四、存储 Benchmark 的架构权衡：测试保真度、成本与可重复性

测试保真度 vs 测试成本：fio 测试成本低但保真度低，数据库 Benchmark 保真度高但需要准备测试数据和环境。建议先用 fio 确认存储硬件的基本性能，再用数据库 Benchmark 验证业务场景性能。

测试数据的代表性：Benchmark 的测试数据必须与生产数据的分布一致——索引选择性、数据倾斜、行大小。用随机数据做 Benchmark 可能得出过于乐观的结果。

缓存的影响：数据库的 Buffer Pool 缓存会显著影响读性能。冷启动（缓存为空）和热启动（缓存已预热）的延迟可能差 10 倍。建议分别测试冷启动和热启动性能，冷启动反映系统重启后的恢复时间。
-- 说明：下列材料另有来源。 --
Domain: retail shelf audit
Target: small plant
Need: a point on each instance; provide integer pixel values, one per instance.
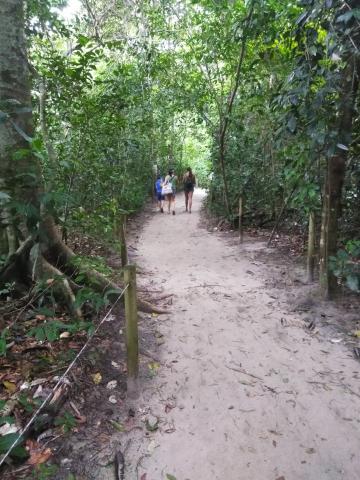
(44, 471)
(346, 265)
(48, 330)
(8, 289)
(28, 403)
(3, 345)
(67, 422)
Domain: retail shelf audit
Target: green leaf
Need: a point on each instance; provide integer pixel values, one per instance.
(345, 17)
(353, 282)
(6, 441)
(291, 124)
(21, 131)
(9, 420)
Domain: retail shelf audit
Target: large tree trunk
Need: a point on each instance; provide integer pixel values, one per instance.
(19, 170)
(42, 253)
(335, 175)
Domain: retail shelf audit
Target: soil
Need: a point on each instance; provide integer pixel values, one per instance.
(257, 379)
(249, 376)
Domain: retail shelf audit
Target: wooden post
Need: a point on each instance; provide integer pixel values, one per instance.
(131, 328)
(123, 247)
(311, 248)
(241, 206)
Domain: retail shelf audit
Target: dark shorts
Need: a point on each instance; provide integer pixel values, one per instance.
(170, 195)
(160, 197)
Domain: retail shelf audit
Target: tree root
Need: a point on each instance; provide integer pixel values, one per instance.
(37, 260)
(61, 289)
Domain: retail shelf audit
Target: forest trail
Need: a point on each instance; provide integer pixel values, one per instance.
(238, 395)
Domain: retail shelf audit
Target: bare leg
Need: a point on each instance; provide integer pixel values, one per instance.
(190, 200)
(168, 199)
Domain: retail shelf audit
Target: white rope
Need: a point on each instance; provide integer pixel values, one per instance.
(61, 379)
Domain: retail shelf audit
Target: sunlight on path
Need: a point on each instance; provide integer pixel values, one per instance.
(238, 396)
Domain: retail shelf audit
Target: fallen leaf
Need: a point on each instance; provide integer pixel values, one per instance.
(153, 368)
(118, 426)
(168, 408)
(96, 378)
(37, 454)
(111, 385)
(10, 386)
(8, 428)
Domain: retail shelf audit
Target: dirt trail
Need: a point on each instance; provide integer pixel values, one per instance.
(252, 399)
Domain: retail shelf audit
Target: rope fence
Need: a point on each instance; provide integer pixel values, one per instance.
(61, 379)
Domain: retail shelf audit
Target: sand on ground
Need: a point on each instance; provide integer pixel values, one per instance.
(238, 395)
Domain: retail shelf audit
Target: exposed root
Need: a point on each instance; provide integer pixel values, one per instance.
(36, 261)
(42, 269)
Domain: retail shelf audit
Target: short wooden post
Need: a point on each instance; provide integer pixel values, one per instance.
(241, 207)
(131, 328)
(123, 247)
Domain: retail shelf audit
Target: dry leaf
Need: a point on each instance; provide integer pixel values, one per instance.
(96, 378)
(37, 454)
(10, 386)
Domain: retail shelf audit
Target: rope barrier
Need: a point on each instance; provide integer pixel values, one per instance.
(60, 381)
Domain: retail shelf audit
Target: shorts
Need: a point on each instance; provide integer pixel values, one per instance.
(160, 196)
(171, 195)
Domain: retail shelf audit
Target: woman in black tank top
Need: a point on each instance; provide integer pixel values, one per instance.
(189, 184)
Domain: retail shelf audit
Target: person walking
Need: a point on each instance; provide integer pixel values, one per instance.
(169, 190)
(189, 181)
(158, 189)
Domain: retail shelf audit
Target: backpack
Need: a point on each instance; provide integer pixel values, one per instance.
(189, 181)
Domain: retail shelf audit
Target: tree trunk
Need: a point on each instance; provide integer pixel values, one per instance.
(225, 118)
(311, 248)
(19, 170)
(42, 253)
(241, 211)
(335, 175)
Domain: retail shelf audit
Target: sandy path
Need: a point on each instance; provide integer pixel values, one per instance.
(252, 400)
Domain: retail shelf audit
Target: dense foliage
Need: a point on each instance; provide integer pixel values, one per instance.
(258, 96)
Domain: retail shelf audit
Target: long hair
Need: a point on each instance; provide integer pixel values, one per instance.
(191, 175)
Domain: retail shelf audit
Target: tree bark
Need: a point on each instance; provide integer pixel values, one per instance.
(19, 170)
(311, 248)
(225, 118)
(335, 175)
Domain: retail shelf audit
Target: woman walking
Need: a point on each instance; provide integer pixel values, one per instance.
(189, 184)
(169, 190)
(158, 189)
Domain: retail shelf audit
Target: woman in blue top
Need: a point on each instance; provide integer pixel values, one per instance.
(160, 197)
(170, 179)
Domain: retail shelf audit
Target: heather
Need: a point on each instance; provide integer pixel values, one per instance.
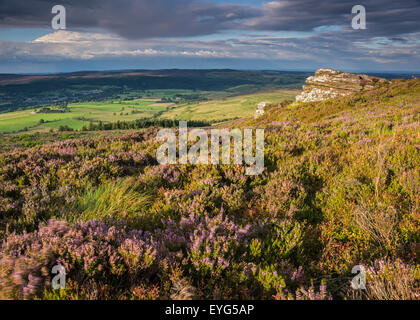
(340, 188)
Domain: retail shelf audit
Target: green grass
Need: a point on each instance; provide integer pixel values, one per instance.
(115, 200)
(118, 110)
(236, 107)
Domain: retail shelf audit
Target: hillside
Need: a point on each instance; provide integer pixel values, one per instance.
(340, 188)
(18, 92)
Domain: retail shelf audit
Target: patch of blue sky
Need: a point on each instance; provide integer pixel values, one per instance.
(22, 34)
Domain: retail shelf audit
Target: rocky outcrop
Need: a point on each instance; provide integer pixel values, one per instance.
(329, 83)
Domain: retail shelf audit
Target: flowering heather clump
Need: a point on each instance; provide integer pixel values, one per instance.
(392, 280)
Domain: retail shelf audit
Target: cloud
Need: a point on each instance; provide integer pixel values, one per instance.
(384, 17)
(315, 33)
(132, 19)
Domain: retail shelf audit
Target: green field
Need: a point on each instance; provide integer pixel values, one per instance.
(81, 114)
(230, 108)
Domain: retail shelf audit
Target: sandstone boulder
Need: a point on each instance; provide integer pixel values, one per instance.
(329, 83)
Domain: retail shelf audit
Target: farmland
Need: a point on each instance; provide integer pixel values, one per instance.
(153, 104)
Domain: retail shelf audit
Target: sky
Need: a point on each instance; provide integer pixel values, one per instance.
(301, 35)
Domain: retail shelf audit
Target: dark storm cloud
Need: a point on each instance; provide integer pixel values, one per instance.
(131, 18)
(384, 17)
(172, 18)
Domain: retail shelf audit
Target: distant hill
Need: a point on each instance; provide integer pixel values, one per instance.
(23, 91)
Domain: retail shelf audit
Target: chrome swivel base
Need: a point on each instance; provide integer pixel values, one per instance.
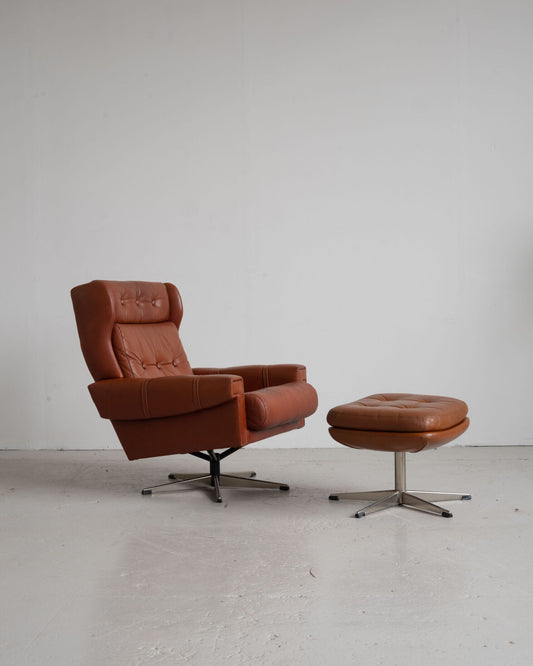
(399, 496)
(215, 479)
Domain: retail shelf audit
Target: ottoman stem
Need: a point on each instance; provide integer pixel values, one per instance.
(399, 471)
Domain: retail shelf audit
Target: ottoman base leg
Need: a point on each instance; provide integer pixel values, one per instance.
(420, 500)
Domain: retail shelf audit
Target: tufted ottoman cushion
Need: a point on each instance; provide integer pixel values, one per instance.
(398, 422)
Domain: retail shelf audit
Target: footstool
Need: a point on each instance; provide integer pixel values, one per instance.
(399, 423)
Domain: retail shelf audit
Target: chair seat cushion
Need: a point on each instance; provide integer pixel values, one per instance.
(399, 412)
(277, 405)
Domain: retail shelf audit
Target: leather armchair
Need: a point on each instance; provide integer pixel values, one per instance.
(159, 405)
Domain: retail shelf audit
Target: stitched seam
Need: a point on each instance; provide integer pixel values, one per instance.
(144, 398)
(124, 347)
(263, 405)
(196, 393)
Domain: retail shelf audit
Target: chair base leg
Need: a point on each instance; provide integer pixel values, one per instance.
(420, 500)
(215, 479)
(410, 499)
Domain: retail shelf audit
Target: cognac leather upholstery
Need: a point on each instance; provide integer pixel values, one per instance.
(398, 422)
(157, 403)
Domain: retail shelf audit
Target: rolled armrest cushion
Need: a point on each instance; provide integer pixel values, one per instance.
(261, 376)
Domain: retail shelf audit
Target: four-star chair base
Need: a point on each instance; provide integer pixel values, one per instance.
(399, 496)
(215, 479)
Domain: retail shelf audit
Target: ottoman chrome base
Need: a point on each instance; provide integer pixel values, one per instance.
(399, 496)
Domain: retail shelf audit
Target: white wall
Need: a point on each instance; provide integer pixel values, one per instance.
(346, 184)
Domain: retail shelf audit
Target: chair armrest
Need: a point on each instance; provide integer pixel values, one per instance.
(256, 377)
(137, 398)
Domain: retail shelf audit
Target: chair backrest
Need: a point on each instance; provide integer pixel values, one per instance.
(130, 329)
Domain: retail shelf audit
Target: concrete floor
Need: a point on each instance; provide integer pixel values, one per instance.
(93, 573)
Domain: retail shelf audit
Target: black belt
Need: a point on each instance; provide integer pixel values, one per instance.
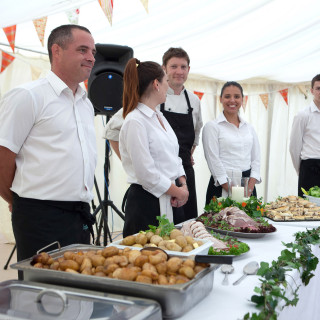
(80, 207)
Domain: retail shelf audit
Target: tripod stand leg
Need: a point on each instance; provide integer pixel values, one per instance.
(9, 259)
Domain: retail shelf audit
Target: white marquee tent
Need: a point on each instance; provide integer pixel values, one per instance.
(266, 45)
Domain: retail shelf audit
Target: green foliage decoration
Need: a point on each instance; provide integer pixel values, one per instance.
(271, 297)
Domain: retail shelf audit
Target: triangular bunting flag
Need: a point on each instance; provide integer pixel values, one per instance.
(265, 99)
(199, 94)
(145, 4)
(107, 7)
(244, 103)
(6, 60)
(73, 16)
(284, 94)
(11, 35)
(303, 90)
(40, 25)
(86, 84)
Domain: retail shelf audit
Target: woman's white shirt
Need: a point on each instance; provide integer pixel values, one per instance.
(149, 153)
(227, 147)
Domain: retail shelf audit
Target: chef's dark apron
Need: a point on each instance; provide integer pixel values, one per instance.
(212, 190)
(182, 125)
(309, 175)
(142, 208)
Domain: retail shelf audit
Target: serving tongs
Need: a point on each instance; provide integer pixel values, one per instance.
(198, 258)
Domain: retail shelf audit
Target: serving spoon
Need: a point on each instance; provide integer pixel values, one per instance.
(226, 269)
(198, 258)
(250, 268)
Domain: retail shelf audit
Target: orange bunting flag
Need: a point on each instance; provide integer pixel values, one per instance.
(284, 94)
(145, 4)
(40, 25)
(73, 16)
(11, 35)
(86, 84)
(265, 99)
(244, 104)
(199, 94)
(107, 7)
(6, 60)
(303, 90)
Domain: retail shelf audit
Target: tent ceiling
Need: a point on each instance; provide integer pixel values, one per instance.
(226, 39)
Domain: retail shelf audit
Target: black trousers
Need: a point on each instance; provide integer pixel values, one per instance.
(141, 210)
(309, 175)
(38, 223)
(212, 190)
(191, 207)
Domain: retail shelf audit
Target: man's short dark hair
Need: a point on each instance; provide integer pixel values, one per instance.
(316, 78)
(61, 36)
(176, 53)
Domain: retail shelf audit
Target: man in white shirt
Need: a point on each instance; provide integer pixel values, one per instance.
(182, 110)
(48, 148)
(305, 141)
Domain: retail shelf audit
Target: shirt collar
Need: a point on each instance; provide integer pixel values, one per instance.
(314, 108)
(146, 110)
(221, 118)
(58, 85)
(171, 92)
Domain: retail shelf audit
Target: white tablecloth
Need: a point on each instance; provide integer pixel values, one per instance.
(233, 302)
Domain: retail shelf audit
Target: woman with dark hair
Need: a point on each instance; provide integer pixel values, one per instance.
(231, 145)
(149, 150)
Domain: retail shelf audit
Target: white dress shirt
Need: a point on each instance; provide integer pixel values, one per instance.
(149, 154)
(305, 135)
(228, 148)
(174, 103)
(52, 133)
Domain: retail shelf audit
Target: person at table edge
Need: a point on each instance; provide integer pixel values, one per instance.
(149, 150)
(230, 145)
(182, 110)
(305, 141)
(48, 148)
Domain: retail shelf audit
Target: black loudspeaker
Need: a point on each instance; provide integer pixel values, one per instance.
(105, 84)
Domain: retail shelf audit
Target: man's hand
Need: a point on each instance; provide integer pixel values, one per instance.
(7, 172)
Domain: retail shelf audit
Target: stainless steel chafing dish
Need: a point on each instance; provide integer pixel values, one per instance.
(30, 300)
(175, 300)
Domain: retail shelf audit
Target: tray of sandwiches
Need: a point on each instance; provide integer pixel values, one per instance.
(292, 208)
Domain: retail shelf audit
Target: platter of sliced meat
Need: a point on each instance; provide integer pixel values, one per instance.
(220, 244)
(234, 222)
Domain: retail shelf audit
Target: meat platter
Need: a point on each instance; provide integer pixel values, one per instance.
(238, 234)
(175, 300)
(235, 222)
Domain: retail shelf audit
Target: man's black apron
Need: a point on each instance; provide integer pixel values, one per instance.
(182, 125)
(309, 175)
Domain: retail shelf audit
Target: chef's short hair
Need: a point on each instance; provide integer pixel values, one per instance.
(62, 35)
(231, 83)
(174, 53)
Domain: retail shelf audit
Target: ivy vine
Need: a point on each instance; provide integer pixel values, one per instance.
(271, 295)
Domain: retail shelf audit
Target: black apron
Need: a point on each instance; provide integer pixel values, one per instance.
(309, 175)
(182, 125)
(212, 190)
(142, 208)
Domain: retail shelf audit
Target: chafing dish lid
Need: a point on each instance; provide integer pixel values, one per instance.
(28, 300)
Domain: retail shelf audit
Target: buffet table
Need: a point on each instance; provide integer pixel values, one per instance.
(233, 302)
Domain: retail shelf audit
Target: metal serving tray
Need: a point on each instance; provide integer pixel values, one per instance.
(175, 300)
(37, 301)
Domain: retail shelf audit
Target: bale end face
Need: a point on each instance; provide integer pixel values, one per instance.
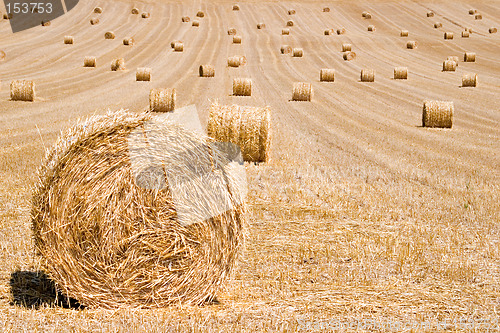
(437, 114)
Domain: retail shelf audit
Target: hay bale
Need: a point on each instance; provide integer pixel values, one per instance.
(348, 56)
(109, 240)
(302, 91)
(327, 75)
(297, 52)
(449, 66)
(69, 40)
(286, 49)
(346, 47)
(118, 65)
(400, 73)
(437, 114)
(128, 41)
(411, 44)
(89, 61)
(242, 87)
(469, 57)
(367, 75)
(247, 127)
(162, 99)
(22, 90)
(178, 47)
(469, 80)
(143, 74)
(207, 71)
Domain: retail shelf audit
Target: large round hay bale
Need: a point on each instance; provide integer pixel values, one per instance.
(89, 61)
(400, 73)
(469, 57)
(367, 75)
(346, 47)
(297, 52)
(207, 71)
(242, 87)
(109, 35)
(143, 74)
(469, 80)
(327, 75)
(162, 99)
(69, 40)
(247, 127)
(107, 216)
(302, 92)
(22, 90)
(437, 114)
(118, 65)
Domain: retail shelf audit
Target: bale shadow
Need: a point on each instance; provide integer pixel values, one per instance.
(35, 289)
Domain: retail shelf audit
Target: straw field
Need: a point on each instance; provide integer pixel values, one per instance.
(361, 215)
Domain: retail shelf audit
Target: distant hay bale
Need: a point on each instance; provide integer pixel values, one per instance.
(411, 44)
(89, 61)
(242, 87)
(236, 61)
(207, 71)
(302, 92)
(143, 74)
(162, 99)
(449, 66)
(247, 127)
(118, 65)
(69, 40)
(437, 114)
(348, 56)
(327, 75)
(469, 80)
(367, 75)
(128, 41)
(346, 47)
(121, 222)
(22, 90)
(297, 52)
(400, 73)
(286, 49)
(469, 57)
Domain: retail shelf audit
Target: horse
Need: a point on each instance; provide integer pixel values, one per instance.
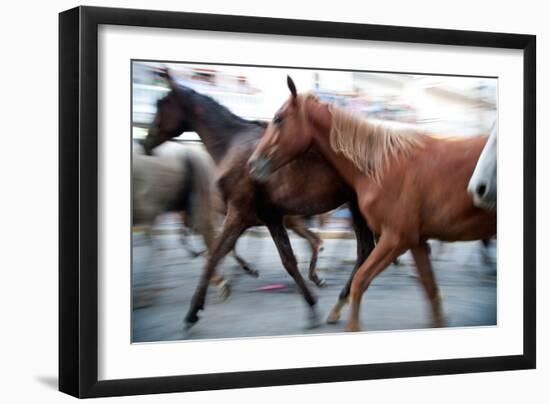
(410, 186)
(230, 140)
(180, 181)
(483, 184)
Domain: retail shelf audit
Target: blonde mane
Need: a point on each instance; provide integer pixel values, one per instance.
(370, 145)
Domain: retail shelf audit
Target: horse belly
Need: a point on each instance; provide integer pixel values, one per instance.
(474, 225)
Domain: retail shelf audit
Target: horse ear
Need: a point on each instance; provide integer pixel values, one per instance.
(291, 86)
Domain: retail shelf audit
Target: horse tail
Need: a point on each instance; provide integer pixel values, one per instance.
(200, 193)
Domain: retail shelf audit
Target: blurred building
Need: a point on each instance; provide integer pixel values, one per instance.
(442, 104)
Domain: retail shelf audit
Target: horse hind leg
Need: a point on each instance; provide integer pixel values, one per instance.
(233, 227)
(425, 273)
(298, 226)
(280, 237)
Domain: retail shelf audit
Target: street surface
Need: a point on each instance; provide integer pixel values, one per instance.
(165, 276)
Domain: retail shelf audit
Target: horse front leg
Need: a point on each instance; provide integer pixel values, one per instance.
(365, 245)
(233, 227)
(387, 249)
(245, 266)
(280, 237)
(297, 225)
(425, 273)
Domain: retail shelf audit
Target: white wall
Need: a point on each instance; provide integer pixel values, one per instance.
(28, 166)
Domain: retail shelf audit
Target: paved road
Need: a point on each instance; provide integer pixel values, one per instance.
(165, 278)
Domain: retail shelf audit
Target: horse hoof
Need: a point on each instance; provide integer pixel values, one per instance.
(224, 289)
(253, 272)
(354, 327)
(439, 322)
(333, 318)
(319, 282)
(314, 320)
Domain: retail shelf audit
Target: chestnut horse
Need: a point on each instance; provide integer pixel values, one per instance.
(410, 186)
(483, 184)
(230, 140)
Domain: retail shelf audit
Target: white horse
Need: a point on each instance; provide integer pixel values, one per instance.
(483, 183)
(180, 179)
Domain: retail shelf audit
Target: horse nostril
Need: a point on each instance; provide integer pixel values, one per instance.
(481, 189)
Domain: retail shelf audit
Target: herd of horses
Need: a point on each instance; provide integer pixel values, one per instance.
(402, 187)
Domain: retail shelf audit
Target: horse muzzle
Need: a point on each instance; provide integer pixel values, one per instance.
(260, 168)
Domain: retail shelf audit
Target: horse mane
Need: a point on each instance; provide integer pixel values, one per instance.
(370, 145)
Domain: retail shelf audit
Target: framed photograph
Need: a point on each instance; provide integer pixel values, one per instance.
(251, 201)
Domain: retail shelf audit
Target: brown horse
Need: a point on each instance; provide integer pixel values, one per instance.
(410, 186)
(230, 140)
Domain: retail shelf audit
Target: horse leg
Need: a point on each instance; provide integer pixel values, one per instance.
(186, 245)
(424, 267)
(365, 245)
(233, 227)
(243, 264)
(387, 248)
(298, 226)
(280, 237)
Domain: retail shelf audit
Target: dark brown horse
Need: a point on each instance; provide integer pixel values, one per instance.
(410, 186)
(231, 140)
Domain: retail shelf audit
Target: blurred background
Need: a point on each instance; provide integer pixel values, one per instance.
(461, 106)
(165, 274)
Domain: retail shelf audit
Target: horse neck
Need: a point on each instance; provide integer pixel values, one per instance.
(321, 121)
(218, 127)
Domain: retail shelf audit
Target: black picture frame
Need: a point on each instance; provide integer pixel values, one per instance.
(78, 200)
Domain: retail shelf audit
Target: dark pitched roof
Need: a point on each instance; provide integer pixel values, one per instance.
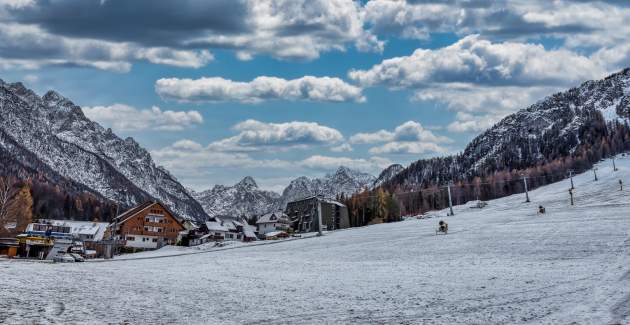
(141, 207)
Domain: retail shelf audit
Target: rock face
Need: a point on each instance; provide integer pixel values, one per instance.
(51, 135)
(344, 181)
(246, 199)
(555, 127)
(242, 199)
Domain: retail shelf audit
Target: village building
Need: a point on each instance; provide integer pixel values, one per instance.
(214, 230)
(275, 221)
(303, 214)
(85, 231)
(90, 234)
(147, 226)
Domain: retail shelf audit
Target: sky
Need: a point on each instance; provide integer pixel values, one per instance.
(277, 89)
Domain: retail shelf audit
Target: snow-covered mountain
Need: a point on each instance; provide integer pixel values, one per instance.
(587, 121)
(55, 137)
(246, 199)
(242, 199)
(344, 181)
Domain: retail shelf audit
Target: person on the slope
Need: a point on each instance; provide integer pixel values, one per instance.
(443, 226)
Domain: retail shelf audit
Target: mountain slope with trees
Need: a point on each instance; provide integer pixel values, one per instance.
(567, 131)
(49, 140)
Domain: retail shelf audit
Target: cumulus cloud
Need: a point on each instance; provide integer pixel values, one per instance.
(409, 131)
(123, 117)
(328, 163)
(398, 147)
(30, 47)
(216, 89)
(476, 60)
(285, 29)
(408, 138)
(480, 107)
(255, 135)
(344, 147)
(496, 19)
(199, 165)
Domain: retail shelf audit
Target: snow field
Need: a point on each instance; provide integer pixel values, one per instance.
(503, 264)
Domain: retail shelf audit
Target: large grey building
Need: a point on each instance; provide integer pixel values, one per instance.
(303, 214)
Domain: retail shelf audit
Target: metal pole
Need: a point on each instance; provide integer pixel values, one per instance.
(526, 192)
(319, 217)
(450, 202)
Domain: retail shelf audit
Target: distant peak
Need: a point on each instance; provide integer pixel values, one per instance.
(343, 169)
(52, 95)
(248, 182)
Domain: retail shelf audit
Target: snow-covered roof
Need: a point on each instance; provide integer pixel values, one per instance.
(273, 217)
(215, 226)
(249, 231)
(10, 225)
(320, 198)
(274, 233)
(77, 228)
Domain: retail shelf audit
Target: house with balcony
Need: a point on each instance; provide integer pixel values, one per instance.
(275, 221)
(147, 226)
(304, 214)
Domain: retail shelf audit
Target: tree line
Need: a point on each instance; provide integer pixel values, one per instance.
(499, 176)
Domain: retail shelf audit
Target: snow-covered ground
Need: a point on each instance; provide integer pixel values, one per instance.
(498, 265)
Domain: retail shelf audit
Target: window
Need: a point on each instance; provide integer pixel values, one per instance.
(153, 229)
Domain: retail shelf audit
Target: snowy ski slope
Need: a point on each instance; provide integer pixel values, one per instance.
(503, 264)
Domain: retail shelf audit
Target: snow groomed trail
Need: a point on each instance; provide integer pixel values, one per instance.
(503, 264)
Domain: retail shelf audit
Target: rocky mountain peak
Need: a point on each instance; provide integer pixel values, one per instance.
(247, 182)
(55, 134)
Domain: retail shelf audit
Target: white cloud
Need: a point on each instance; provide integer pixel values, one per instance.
(199, 165)
(409, 131)
(475, 60)
(216, 89)
(466, 122)
(328, 163)
(297, 30)
(29, 47)
(344, 147)
(284, 29)
(401, 147)
(255, 135)
(479, 107)
(408, 138)
(123, 117)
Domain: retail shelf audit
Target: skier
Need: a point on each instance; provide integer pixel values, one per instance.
(443, 227)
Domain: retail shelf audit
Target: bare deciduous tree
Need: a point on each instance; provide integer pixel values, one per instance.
(8, 191)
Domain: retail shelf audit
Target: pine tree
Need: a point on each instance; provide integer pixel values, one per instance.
(23, 207)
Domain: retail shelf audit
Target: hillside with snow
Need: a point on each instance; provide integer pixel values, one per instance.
(589, 119)
(247, 199)
(242, 199)
(50, 135)
(503, 264)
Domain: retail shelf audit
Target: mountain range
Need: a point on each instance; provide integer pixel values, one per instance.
(247, 199)
(50, 136)
(568, 130)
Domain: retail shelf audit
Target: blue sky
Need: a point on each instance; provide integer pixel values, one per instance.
(274, 89)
可重复性：存储性能受系统负载、缓存状态和 CPU 频率影响，同一测试可能得到不同结果。建议每次测试前清空缓存（drop_caches），固定 CPU 频率（cpupower frequency-set -g performance），并在无其他负载的环境下测试。

五、总结

存储性能测试的核心是模拟业务负载的 IO 模式，而非追求 fio 跑分。OLTP 场景关注 P99 延迟和随机 IOPS，OLAP 场景关注吞吐量和顺序读写，日志场景关注写入 IOPS。落地时建议先用 fio 验证硬件基线，再用数据库 Benchmark 验证业务性能。测试结果必须包含 P99 延迟，均值和最大值都不足以反映用户体验。